It’s coming up on four months, or a third of a year, that Garden State Kitchen has been open. It’s been quite a rollercoaster ride since then, and I’ve really learned some of the realities and joys of entrepreneurship. I will be writing a retrospective on our experience of running a business about three times a year. This first one describes some of the hardships I’ve encountered, how I worked through them, and how I’m feeling moving forward.

It was back around Thanksgiving, shortly after opening for business, that I decided we needed to upgrade our door locks. We had given away countless keys to contractors, members, and supporters, all of whom were needed to help us get through to the opening. While that worked for the construction phase, we were now in operations mode, and growing by the day.

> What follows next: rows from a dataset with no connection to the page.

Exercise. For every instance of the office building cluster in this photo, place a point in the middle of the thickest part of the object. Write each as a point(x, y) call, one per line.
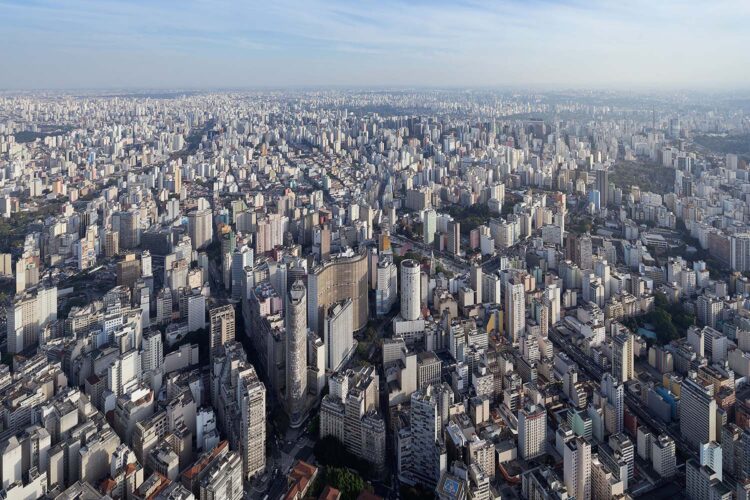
point(473, 295)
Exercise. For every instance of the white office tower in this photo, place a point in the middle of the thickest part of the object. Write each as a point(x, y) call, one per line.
point(429, 226)
point(697, 412)
point(614, 406)
point(200, 225)
point(206, 430)
point(710, 455)
point(386, 291)
point(532, 431)
point(739, 252)
point(223, 480)
point(622, 356)
point(296, 353)
point(146, 267)
point(27, 316)
point(241, 258)
point(338, 326)
point(152, 351)
point(577, 468)
point(196, 310)
point(663, 457)
point(515, 310)
point(477, 283)
point(602, 271)
point(552, 293)
point(410, 281)
point(123, 373)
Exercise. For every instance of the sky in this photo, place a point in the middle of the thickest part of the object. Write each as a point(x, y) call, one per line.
point(204, 44)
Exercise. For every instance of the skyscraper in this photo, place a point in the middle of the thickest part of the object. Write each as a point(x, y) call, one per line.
point(337, 334)
point(429, 226)
point(421, 449)
point(577, 468)
point(343, 276)
point(222, 327)
point(476, 283)
point(697, 412)
point(622, 356)
point(613, 391)
point(515, 310)
point(130, 228)
point(200, 225)
point(410, 287)
point(602, 185)
point(296, 353)
point(532, 431)
point(454, 237)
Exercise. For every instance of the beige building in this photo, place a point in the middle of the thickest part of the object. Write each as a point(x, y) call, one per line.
point(341, 278)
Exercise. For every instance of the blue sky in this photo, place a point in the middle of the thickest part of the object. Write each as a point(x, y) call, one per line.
point(290, 43)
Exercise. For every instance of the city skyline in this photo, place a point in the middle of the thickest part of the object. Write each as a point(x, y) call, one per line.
point(289, 44)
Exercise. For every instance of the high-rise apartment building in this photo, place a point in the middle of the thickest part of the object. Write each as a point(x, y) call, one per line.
point(622, 356)
point(350, 414)
point(296, 353)
point(663, 456)
point(222, 327)
point(515, 310)
point(410, 290)
point(129, 228)
point(614, 407)
point(342, 277)
point(429, 226)
point(386, 291)
point(200, 225)
point(422, 455)
point(697, 412)
point(454, 238)
point(27, 316)
point(577, 468)
point(532, 431)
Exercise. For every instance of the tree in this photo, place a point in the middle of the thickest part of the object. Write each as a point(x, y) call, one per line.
point(349, 483)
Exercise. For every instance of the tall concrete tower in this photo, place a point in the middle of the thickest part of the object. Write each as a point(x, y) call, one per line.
point(296, 353)
point(410, 281)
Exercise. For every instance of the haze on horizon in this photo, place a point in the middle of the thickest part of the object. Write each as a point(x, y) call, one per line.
point(669, 44)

The system of giving out keys was not sustainable or particularly secure.

I had known for some time that we needed some type of keyless entry system for the space, and had been researching various systems over the years. I needed a system that would facilitate safe and unencumbered access to the space for our entrepreneurs who are there all hours, day and night. Sounds simple, right? Find a door lock online from a reputable dealer, order the lock, install the lock, and assign codes to the users. Done! But not so fast…

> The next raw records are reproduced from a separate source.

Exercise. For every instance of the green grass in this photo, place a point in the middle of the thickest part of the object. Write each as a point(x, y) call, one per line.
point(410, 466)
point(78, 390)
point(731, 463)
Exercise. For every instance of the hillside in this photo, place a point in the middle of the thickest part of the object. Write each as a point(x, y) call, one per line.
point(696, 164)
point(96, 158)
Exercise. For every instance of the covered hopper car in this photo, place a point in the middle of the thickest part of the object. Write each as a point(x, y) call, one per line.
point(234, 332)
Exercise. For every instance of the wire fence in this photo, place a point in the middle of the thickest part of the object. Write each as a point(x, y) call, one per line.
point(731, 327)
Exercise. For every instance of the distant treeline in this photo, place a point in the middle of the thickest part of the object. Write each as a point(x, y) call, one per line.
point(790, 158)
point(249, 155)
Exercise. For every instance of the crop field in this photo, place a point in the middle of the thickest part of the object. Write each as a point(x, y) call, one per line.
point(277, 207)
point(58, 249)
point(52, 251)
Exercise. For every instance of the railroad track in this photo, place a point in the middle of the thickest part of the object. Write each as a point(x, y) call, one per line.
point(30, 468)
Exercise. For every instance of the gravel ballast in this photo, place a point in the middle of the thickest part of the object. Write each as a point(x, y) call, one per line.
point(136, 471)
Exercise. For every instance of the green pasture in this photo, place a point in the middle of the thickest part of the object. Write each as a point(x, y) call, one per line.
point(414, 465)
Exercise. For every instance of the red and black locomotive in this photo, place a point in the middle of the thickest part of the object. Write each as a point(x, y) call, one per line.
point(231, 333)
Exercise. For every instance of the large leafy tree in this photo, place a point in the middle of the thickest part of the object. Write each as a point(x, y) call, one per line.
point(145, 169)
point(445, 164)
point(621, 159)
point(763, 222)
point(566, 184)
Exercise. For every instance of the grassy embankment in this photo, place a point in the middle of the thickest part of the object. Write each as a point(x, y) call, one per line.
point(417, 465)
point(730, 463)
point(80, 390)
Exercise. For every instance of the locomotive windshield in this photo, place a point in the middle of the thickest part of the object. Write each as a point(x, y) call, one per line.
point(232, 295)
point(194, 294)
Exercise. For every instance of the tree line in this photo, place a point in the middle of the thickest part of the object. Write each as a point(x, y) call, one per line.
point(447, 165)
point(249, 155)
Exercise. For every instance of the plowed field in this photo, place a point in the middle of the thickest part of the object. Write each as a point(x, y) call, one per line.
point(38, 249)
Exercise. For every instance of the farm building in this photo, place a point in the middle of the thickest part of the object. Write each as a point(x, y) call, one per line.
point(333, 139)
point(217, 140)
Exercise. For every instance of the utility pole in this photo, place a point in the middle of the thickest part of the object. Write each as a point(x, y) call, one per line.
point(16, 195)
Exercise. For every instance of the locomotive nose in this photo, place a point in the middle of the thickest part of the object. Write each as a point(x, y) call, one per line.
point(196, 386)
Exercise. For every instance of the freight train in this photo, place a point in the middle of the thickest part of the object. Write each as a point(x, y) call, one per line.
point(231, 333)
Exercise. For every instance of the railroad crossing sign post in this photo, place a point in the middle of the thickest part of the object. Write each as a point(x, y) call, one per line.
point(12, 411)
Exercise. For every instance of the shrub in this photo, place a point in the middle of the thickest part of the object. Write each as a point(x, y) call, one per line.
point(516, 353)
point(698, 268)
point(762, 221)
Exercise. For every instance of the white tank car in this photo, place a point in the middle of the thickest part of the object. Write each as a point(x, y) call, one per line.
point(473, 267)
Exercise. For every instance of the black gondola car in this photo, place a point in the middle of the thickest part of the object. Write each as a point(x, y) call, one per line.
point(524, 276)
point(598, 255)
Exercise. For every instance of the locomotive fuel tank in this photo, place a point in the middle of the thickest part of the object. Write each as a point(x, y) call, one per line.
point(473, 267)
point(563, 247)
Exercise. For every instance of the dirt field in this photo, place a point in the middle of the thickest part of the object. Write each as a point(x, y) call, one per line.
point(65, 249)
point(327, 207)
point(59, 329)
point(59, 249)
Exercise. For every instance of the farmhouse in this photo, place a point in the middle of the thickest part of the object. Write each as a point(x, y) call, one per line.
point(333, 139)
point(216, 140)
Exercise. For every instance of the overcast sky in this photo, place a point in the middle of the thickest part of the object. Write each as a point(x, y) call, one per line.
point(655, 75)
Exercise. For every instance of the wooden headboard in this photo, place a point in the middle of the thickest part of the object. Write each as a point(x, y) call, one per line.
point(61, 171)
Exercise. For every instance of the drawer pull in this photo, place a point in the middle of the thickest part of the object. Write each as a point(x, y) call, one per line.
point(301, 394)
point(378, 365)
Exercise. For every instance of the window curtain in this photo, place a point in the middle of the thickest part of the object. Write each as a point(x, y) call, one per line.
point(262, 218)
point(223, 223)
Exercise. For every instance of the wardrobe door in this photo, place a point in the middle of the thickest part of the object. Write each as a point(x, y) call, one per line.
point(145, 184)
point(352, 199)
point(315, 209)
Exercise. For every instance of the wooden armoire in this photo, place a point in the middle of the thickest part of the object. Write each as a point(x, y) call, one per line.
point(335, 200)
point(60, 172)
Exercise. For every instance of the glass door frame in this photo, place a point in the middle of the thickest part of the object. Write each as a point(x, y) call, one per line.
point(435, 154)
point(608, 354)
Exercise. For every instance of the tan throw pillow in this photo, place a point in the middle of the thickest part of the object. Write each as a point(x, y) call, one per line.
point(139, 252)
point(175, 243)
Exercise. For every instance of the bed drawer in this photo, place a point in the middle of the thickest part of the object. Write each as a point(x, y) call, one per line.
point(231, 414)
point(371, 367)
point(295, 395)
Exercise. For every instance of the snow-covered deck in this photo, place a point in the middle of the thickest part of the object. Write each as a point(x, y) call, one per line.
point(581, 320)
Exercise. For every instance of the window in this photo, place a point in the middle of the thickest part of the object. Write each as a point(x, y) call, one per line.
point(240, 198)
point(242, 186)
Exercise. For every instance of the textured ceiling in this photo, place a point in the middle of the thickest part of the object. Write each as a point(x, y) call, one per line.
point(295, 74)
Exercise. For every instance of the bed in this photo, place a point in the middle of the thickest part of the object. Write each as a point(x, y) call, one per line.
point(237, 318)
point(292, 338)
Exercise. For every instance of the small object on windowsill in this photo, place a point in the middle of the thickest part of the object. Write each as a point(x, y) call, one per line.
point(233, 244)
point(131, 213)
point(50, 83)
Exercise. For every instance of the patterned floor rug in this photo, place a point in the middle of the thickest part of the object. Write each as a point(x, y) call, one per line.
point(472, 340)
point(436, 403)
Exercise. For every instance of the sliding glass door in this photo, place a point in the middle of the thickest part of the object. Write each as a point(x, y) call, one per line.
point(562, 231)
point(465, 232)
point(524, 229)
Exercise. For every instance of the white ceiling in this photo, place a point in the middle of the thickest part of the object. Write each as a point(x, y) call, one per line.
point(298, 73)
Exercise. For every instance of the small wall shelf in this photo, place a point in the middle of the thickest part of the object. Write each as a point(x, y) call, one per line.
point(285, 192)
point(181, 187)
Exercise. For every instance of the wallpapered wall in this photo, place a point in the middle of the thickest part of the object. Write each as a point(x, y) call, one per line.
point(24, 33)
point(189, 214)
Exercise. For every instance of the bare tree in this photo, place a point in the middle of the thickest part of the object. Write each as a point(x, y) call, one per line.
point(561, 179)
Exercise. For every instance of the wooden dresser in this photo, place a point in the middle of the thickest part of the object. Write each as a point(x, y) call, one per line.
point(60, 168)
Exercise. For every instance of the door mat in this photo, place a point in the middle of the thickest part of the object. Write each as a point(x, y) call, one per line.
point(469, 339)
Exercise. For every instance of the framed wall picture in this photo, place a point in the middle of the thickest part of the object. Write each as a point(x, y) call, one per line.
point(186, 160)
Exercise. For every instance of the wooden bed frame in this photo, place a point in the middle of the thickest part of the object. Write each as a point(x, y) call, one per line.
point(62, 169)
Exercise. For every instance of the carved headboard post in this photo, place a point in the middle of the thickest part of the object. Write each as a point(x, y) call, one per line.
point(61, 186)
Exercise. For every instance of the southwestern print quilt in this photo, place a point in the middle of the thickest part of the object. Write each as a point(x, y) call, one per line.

I won’t bore you with the barrage of issues we had with the this new door lock installation, everything from the physical install to the software set up, but it did take us nearly THREE MONTHS to complete the new set up. Three months!

I frankly thought I was never going to be able to program this thing. The tedious challenges seemed like they would never end. But step by step we made progress and then one day in February, viola! The system was in and I was able to program the door codes for all of our members and staff. I literally jumped for joy.

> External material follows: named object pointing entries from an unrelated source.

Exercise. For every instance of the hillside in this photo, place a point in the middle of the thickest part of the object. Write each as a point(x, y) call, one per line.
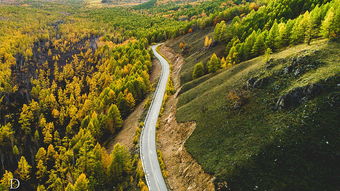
point(264, 121)
point(257, 118)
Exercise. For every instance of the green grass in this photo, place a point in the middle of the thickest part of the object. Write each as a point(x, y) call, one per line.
point(196, 52)
point(257, 146)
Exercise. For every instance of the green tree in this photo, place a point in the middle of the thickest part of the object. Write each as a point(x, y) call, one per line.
point(41, 170)
point(120, 167)
point(23, 169)
point(307, 20)
point(5, 180)
point(298, 31)
point(114, 121)
point(220, 31)
point(259, 45)
point(329, 25)
point(213, 64)
point(273, 37)
point(82, 183)
point(198, 70)
point(233, 56)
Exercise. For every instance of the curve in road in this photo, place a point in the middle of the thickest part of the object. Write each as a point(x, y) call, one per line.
point(152, 170)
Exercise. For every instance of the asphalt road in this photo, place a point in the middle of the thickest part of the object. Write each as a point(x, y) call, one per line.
point(152, 170)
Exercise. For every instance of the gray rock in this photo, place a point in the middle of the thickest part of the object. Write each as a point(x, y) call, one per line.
point(297, 96)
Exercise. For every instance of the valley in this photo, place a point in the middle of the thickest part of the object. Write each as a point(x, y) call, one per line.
point(251, 102)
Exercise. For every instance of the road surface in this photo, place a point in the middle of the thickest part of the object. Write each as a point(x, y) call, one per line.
point(152, 170)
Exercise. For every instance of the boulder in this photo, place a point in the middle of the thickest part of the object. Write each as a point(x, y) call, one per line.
point(298, 95)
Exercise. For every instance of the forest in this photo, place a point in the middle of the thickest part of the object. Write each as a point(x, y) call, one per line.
point(70, 75)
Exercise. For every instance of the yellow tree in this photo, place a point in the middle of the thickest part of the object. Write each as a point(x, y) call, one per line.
point(23, 169)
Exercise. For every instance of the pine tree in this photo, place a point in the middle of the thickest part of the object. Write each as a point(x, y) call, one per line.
point(213, 64)
point(41, 170)
point(328, 26)
point(120, 166)
point(5, 180)
point(114, 119)
point(82, 183)
point(259, 45)
point(272, 37)
point(298, 32)
point(198, 70)
point(233, 56)
point(220, 31)
point(248, 45)
point(23, 169)
point(307, 20)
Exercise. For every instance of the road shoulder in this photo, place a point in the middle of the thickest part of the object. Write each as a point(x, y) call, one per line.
point(184, 173)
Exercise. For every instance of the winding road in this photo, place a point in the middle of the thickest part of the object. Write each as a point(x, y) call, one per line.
point(152, 170)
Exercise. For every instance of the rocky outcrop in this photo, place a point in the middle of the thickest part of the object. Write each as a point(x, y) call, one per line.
point(257, 82)
point(298, 95)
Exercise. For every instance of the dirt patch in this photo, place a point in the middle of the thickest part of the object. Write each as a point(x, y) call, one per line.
point(184, 173)
point(125, 136)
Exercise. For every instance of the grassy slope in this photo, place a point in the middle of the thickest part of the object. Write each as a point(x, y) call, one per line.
point(257, 146)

This may sound like a small feat but, my friends, this experience encapsulates so much of what I have learned about entrepreneurship. It is a long and winding road filled with a relentless daily grind of mundane details. I realized that this door lock issue was just a metaphor for what its like being an entrepreneur. Small victories = big joy.

While I knew I was going to have to work hard, I’m realizing that while it is extremely fulfilling, being an entrepreneur is one of the toughest jobs out there. If you want to be a baker, you’d better love standing in a kitchen for 10 hours a day. If you want to be a chef, you’d better love endlessly prepping vegetables. If you want to be a writer, you’d better love the sight of a blank piece of paper starting back at you, with all of its possibilities.

My mentor, Brad Finkel from Hoboken Farms, often reminds me that he has been standing under tents for over twenty years selling his delicious curated food. Now his marinara sauce is in stores all over the region and his brand is growing by the day, but there no such thing as an overnight success. Don’t let yourself be fooled by those stories.

Four months have now passed since we opened Garden State Kitchen. I find myself finally being able to take a moment to step back and breathe, and truly start to appreciate what we have brought to life. I am proud to be the owner of GSK, and am finding great joy in being surrounded by so many entrepreneurs who bring their skills, time, and talent to the kitchen. They cook, bake, sweat, and toil everyday for their businesses. It is legitimately and truly inspiring to be among this crowd of go-getters.

As you may have read in our recent blog post, and see in the graphic below, it has been over five years since we started this journey. To say there have been “ups and downs” would be a massive understatement, but I suppose that too, is just part of the journey.

Even though I’ve heard pretty much every entrepreneur say, “I just never realized how much work it would be!”, I still find myself in shock at how much work it is! The lists are never-ending, the anxiety is constant, and the challenges are seemingly insurmountable. And meanwhile, it is great! I love the simultaneous obstacles and opportunities that present themselves daily. I love how I empowered I am to shape my work and to shape the future of my business.

Now that I am taking the time to appreciate what we have built and are growing, I’m grateful for the opportunity to be able to share my thoughts about it with you. It has brought a deeper joy than I expected, and comes from a place of extreme gratitude.

So in conclusion, maybe I don’t sleep as well as I did before I was an entrepreneur. I might be scared to spend money now and sometimes the to-do lists are more daunting than ever, but I have also never, ever, been so happy!